吃好了饭,阿爱收拾了一下桌子把碗盘放进水盆里冲洗干净。她忙完后回到外间,看到丈夫正在忙着整理行李包,他装了几件衣服,又别了十两银子要出门。阿爱看他要离开家,忙问他要去哪里,阿大说住在家里很闷,想去青草山万福寺躲一躲。听了丈夫的话,阿爱点点头说道:
“这样也好,他们肯定找不到那里。不过,晚一点在走吧,等到天黑我送你出门。”
听了妻子的话,阿大放下包袱坐到凳子上,说:“我走后,家里全靠你了。”阿爱道:“放心吧,有时间我就去万福寺看看你。”二个人谈话间不知不觉天已黑了下来,阿大看了看外面的天急忙起身。阿爱把几个煮熟的鸡蛋塞入他包袱里叮嘱道:
“天黑,你一路之上要多加小心。”
“明白,我会的。”阿大背着包袱走出院门,阿爱站在那里看着丈夫消失在黑夜中。看到丈夫走远,阿爱返回家里,她把院门上了闩杠又加了顶杠,生怕夜里有贼人闯进来。关好门后,阿爱就一个人坐在油灯前赶缝过冬的袍子。阿大此去不知何时才能归来,要不是参赌能落到这种被人逼债的地步吗?这个不争气的阿大啊,可把我给害苦了。想着事,一不留神,针扎了手指,痛的她哎呀了一声。

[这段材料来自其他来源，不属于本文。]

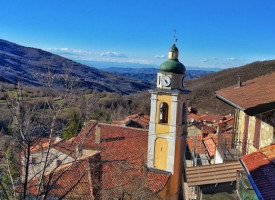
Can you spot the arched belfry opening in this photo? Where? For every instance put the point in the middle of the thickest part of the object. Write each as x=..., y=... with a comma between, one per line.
x=163, y=113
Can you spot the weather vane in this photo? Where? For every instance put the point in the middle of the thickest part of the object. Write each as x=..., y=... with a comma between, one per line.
x=175, y=38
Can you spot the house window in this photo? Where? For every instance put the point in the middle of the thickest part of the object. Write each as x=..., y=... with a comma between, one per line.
x=256, y=141
x=183, y=113
x=163, y=113
x=58, y=163
x=33, y=160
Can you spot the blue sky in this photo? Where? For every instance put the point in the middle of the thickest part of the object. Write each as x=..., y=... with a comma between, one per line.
x=211, y=33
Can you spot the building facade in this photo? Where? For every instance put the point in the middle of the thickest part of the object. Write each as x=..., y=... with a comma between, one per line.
x=168, y=121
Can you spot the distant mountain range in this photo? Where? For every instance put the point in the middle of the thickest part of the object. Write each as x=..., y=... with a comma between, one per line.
x=203, y=89
x=31, y=66
x=149, y=74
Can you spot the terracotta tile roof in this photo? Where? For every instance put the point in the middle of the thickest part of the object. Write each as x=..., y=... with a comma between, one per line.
x=140, y=118
x=64, y=146
x=157, y=179
x=261, y=166
x=123, y=153
x=72, y=178
x=205, y=127
x=192, y=110
x=254, y=96
x=211, y=118
x=197, y=141
x=193, y=116
x=210, y=146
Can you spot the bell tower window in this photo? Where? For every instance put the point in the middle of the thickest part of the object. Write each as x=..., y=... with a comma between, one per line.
x=163, y=113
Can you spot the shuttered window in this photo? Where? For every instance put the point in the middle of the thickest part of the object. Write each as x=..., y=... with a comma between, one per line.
x=245, y=134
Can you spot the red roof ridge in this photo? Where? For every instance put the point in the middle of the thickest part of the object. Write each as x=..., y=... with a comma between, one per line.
x=85, y=157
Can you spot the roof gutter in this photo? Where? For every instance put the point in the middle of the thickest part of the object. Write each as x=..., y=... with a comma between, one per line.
x=229, y=102
x=255, y=188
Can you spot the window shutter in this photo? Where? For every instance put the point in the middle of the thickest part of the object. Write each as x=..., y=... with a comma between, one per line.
x=256, y=141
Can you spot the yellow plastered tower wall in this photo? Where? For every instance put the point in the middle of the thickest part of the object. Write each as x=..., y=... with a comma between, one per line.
x=168, y=122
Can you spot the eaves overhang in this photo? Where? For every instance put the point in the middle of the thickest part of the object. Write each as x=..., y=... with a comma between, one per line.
x=252, y=111
x=253, y=184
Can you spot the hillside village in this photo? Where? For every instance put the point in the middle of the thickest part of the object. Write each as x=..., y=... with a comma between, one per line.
x=175, y=153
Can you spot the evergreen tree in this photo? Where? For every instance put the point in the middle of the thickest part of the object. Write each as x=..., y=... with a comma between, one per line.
x=73, y=127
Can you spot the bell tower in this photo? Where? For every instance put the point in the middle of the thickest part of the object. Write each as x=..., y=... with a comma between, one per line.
x=168, y=121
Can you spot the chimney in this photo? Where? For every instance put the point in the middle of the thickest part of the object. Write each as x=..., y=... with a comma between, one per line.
x=98, y=134
x=239, y=81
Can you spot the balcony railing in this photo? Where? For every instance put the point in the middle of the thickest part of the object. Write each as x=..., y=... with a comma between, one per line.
x=244, y=188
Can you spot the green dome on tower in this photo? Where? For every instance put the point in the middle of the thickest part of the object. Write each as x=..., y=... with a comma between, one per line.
x=174, y=48
x=172, y=65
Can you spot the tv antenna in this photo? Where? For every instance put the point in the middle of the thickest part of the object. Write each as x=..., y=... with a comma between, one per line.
x=175, y=37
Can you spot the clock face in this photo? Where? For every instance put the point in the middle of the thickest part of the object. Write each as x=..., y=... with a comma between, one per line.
x=183, y=83
x=166, y=81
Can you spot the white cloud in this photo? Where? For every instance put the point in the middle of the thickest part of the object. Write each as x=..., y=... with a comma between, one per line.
x=106, y=56
x=231, y=59
x=113, y=54
x=159, y=56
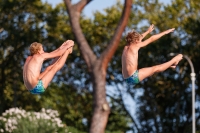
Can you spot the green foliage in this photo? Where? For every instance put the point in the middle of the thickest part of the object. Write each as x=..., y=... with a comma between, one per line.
x=19, y=121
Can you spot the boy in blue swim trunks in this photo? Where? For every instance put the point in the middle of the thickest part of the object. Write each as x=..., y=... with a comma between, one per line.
x=35, y=81
x=134, y=41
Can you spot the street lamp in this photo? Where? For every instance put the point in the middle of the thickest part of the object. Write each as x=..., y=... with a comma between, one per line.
x=192, y=74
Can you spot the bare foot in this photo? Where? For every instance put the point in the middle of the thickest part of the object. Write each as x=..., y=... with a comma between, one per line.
x=70, y=49
x=176, y=60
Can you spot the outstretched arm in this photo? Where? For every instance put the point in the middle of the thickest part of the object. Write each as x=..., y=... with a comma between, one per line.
x=155, y=37
x=60, y=51
x=150, y=29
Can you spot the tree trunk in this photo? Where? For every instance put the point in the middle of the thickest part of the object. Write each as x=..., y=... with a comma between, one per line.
x=97, y=66
x=101, y=108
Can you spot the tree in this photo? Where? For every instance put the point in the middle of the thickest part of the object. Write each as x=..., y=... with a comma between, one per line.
x=97, y=66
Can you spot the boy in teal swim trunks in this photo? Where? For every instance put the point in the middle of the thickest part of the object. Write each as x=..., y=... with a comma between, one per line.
x=35, y=81
x=130, y=72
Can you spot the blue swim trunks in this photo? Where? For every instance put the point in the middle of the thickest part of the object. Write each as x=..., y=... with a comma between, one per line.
x=38, y=89
x=134, y=79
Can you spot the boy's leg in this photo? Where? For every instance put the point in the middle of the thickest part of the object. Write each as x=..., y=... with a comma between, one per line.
x=46, y=79
x=49, y=67
x=146, y=72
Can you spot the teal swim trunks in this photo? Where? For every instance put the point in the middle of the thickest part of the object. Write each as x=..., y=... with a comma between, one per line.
x=38, y=89
x=134, y=79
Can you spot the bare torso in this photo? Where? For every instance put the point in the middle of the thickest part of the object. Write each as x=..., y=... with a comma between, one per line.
x=129, y=60
x=31, y=70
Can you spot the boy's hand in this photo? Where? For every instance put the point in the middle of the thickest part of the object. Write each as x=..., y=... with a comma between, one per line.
x=169, y=31
x=68, y=43
x=151, y=28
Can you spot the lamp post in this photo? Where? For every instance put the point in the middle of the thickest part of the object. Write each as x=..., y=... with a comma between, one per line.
x=192, y=74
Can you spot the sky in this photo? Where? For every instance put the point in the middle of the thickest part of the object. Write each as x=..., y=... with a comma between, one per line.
x=94, y=5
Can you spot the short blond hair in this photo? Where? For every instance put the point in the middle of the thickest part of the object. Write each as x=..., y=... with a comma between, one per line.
x=133, y=37
x=34, y=48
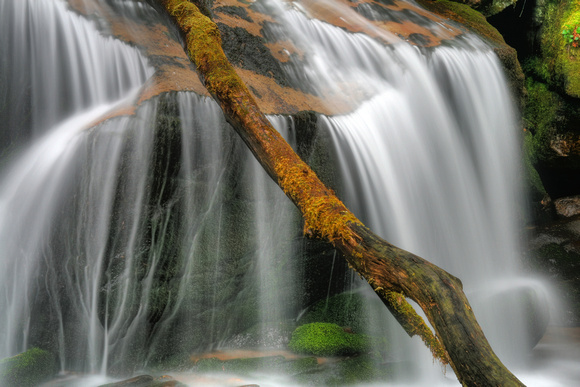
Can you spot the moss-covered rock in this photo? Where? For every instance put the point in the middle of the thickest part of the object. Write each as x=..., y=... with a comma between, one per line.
x=327, y=339
x=475, y=22
x=29, y=368
x=559, y=61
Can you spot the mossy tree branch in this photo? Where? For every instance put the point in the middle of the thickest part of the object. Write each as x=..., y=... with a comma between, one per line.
x=392, y=272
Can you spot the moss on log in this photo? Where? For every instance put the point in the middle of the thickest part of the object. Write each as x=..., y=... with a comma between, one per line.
x=458, y=337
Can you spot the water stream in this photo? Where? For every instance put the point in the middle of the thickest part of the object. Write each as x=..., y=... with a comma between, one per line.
x=158, y=233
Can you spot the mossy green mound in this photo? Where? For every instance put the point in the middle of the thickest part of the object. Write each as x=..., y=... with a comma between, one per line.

好在,天上有半月,这阿大也熟路,他很快出了庄向东急急走了去。孰不知后面已经有个人跟在了后面,看他出庄向东走,他也跟在后面向东走,跟到一个山丘他停了下来。趴在那里盯着阿大向东走不远拐进了一片林子不见了踪影。这个人想了想还是站起身往回走,他回到庄里就进了段氏的家门。